Once the configuration is done, let’s run the 1. Survey target, which would lead to the next screenshot.

I suggest to save snapshots (with the camera icon) after a run, as each run will actually overwrite e000, and bundle at least the source code with it.
Now it is possible to see the results:

I guess it is time now for a quick demo on how we can decrypt such results and improve on them.
Demo
The first interesting bit is that it is indeed the IIR filter that takes most of the relevant time. Advisor only works on loops, but as audio processing is about loops, everything is fine. Each loop has different annotations, and the ones in IIR filter have the note “Compiler lacks sufficient information to vectorize the loop”. The issue here is that the Visual Studio compiler can’t vectorize properly, so let’s use the Intel compiler (in CMake GUI, use -t “Intel C++ Compiler 17.0”).

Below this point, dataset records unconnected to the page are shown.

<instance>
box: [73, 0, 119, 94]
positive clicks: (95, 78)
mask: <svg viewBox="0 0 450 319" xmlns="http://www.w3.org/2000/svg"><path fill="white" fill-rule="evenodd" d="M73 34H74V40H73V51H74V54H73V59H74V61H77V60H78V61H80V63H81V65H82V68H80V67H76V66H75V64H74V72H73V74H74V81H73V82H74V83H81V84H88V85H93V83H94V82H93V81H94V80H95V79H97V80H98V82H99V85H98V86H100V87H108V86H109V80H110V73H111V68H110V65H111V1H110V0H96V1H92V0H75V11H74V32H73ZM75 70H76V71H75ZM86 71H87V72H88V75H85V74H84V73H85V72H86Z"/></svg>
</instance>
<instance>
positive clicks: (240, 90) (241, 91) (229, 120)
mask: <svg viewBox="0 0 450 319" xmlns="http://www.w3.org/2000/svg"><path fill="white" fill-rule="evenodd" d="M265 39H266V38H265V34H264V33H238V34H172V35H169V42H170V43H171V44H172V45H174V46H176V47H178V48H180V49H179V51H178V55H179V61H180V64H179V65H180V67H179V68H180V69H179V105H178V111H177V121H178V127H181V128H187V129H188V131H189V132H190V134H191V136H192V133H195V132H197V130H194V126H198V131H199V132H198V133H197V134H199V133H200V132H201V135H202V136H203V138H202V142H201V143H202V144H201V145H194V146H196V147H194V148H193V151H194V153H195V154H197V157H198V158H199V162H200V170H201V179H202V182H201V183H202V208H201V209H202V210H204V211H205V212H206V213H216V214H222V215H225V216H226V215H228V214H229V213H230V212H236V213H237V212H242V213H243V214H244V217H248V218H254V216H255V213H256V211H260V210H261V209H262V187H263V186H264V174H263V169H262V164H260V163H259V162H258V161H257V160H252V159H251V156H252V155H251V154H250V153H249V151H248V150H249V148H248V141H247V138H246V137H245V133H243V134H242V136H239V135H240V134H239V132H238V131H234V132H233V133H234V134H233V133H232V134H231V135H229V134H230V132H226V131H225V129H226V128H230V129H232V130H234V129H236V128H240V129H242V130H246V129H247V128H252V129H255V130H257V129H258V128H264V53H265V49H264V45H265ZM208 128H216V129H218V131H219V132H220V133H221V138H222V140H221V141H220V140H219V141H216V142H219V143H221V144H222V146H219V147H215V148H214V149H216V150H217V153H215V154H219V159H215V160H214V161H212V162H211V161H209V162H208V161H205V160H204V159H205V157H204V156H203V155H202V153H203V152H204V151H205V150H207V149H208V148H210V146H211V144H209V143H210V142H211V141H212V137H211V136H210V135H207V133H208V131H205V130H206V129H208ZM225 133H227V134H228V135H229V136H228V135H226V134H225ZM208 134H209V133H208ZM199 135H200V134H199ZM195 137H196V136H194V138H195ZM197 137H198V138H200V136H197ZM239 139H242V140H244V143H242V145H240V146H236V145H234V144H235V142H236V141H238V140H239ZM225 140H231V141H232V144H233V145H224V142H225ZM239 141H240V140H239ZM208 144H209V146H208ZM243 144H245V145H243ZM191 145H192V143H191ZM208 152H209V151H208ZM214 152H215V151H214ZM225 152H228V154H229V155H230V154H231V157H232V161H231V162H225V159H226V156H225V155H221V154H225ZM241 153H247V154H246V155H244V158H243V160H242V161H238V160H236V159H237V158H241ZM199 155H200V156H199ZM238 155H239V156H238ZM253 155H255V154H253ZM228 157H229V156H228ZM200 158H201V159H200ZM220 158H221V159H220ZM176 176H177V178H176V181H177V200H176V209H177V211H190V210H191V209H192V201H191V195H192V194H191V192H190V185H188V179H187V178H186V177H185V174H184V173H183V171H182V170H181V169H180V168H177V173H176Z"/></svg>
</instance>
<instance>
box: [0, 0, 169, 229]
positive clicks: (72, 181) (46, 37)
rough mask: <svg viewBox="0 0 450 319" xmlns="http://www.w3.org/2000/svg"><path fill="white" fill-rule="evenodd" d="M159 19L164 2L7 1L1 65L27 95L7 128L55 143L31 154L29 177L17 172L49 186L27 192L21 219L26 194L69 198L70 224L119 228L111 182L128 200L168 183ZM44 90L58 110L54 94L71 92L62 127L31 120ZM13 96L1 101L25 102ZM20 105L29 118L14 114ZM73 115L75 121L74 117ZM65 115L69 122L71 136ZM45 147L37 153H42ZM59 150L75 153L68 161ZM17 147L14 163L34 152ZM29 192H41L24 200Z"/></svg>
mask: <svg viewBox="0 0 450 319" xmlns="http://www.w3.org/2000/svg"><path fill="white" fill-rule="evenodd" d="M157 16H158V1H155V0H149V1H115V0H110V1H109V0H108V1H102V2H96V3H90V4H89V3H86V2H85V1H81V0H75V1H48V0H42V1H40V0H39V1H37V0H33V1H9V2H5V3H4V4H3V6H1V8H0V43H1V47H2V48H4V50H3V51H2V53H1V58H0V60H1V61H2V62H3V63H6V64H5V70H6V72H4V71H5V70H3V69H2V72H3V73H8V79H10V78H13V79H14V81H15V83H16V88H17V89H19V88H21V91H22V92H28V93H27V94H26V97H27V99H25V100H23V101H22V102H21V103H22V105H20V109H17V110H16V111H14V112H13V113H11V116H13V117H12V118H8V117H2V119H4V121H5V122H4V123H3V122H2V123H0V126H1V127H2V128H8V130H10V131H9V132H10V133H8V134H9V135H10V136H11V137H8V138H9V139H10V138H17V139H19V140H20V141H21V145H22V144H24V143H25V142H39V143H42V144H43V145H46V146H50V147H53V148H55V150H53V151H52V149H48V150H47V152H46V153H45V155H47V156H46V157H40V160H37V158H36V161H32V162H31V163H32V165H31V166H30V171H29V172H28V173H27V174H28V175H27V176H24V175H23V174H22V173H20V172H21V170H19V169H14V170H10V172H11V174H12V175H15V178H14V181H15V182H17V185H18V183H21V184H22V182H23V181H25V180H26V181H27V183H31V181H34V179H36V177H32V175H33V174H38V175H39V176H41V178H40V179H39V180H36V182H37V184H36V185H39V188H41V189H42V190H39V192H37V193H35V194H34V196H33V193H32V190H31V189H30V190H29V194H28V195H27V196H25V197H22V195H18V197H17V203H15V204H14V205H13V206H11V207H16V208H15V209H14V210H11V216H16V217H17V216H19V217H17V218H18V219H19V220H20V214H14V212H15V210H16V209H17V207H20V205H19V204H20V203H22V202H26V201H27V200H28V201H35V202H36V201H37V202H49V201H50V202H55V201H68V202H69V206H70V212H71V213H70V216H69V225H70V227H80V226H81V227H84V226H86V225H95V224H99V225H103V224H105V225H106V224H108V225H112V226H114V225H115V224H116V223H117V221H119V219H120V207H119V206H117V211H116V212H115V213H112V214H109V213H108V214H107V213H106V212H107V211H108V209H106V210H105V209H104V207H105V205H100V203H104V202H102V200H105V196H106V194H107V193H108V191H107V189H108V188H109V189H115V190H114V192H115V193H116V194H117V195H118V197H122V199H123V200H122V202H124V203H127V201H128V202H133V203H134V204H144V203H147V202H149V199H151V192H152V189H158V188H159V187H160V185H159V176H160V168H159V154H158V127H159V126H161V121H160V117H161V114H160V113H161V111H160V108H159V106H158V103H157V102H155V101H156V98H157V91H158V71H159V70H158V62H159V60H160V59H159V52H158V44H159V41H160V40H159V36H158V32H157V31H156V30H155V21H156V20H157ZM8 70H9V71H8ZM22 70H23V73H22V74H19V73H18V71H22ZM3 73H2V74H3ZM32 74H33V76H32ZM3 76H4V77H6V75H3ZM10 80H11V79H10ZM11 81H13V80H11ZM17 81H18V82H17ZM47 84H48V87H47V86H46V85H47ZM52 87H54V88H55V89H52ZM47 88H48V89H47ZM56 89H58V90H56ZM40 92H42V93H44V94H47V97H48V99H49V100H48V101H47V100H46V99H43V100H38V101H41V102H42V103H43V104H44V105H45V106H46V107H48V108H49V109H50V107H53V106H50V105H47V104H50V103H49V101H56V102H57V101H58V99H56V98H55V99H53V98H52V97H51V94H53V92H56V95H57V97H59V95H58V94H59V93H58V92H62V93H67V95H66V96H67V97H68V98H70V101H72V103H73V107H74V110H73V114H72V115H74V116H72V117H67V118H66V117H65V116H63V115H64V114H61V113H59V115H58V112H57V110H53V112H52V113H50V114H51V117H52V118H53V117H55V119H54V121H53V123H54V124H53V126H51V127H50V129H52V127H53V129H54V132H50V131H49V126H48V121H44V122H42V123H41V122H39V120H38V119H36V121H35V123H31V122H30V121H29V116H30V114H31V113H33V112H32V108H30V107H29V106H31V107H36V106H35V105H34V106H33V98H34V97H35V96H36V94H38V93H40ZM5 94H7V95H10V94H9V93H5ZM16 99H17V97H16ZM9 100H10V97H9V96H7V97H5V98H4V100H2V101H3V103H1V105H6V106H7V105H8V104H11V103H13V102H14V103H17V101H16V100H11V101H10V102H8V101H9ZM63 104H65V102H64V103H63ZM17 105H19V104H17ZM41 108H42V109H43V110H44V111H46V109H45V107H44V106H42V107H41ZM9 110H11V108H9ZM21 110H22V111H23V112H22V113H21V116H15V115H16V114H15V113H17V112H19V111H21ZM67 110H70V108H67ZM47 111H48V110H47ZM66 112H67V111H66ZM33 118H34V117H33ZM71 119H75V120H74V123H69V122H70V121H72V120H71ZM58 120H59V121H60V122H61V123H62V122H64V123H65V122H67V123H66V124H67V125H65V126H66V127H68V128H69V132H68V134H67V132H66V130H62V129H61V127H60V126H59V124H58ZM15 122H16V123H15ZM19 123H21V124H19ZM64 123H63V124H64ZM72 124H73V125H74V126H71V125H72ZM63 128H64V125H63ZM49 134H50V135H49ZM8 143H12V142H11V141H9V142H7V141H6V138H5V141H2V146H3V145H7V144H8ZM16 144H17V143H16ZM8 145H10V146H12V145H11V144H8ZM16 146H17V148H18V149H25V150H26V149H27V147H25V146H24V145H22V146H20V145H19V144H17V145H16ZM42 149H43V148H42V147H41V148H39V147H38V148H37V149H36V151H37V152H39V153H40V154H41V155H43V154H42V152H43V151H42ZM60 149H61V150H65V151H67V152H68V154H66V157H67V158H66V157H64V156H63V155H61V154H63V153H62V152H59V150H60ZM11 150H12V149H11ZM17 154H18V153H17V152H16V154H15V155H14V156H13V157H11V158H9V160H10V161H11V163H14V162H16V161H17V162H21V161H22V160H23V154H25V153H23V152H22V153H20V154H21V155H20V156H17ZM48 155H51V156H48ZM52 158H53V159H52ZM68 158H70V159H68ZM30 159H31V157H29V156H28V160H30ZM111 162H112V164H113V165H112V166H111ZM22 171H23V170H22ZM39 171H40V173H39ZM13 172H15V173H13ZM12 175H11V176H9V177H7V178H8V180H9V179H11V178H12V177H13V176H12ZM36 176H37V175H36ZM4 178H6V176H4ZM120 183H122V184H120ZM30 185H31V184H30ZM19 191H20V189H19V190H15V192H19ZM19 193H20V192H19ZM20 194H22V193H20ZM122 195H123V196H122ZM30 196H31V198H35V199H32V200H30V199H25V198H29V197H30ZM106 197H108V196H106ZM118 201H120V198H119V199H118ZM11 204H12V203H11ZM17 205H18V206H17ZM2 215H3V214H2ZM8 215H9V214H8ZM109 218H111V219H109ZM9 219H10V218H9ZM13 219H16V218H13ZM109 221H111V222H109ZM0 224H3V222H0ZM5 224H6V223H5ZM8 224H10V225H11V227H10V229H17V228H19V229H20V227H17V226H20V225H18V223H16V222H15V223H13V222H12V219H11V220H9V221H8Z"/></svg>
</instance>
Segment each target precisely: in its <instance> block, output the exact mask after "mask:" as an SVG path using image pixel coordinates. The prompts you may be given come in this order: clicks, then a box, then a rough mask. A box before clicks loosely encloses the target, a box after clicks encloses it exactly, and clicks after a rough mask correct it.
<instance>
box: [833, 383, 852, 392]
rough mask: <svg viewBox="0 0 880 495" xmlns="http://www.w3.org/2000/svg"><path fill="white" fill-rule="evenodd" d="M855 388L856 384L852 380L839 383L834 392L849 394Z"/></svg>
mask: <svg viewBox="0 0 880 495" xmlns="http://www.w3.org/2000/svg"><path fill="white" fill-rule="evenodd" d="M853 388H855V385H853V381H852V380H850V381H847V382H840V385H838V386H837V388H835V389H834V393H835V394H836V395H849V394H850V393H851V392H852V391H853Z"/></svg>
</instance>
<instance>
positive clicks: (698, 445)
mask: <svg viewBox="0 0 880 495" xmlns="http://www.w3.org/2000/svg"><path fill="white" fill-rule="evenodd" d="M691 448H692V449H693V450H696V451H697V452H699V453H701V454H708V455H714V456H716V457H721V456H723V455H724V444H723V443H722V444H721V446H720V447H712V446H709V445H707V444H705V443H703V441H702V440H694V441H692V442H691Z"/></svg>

I added here a pragma in the source code to force the vectorization, so the results are quite interesting. We have a good speed up compared to the previous version (6.9s to 4.7s), but here we are skewed because the order of the filter is odd, so there is an even number of coefficients for this loop (FIR part of the filter), and this works great for SSE2. Here only one loop is vectorized, where the icon for the loop is orange instead of blue.
If I want to push and ask for AVX instructions, then we will start seeing indications that the loop may be inefficient. In the following screenshot, I reordered the FIR loop so that we are vectorized on the number of samples of the processing and not the number of coefficients (usually there are only a handful of coefficients but up to hundreds of samples, so far more opportunities for vectorization). So this loop is not marked as inefficient. But the second one (the IIR part) is inefficient as we can’t reorder the loop straight away.

Here, we see that Advisor tags all the calls to the loop as Remainder (or Vectorized Remainder), which is the part of the vectorized loop finishes (the start is Peel, before the samples are aligned, then Body, when data is aligned and the full content of the register is used, and then Remainder when the data is aligned, but only the first parts of the vector registers can be used). And the efficiency of the loop is poor, only 9%, compared to the 76% of the reordered loop.
Conclusion
This was a small tutorial on Advisor, I also added alignment in the arrays in a filter so that Peel would be reduced, and other optimizations. I didn’t talk about the rest of the analytics Advisor provides, but you get the idea, and the fun of these tools is also to explore them.
One final note, Advisor doesn’t like huge applications, it thrives at small applications (with a small number of loops), so try to extract your kernels with representative data.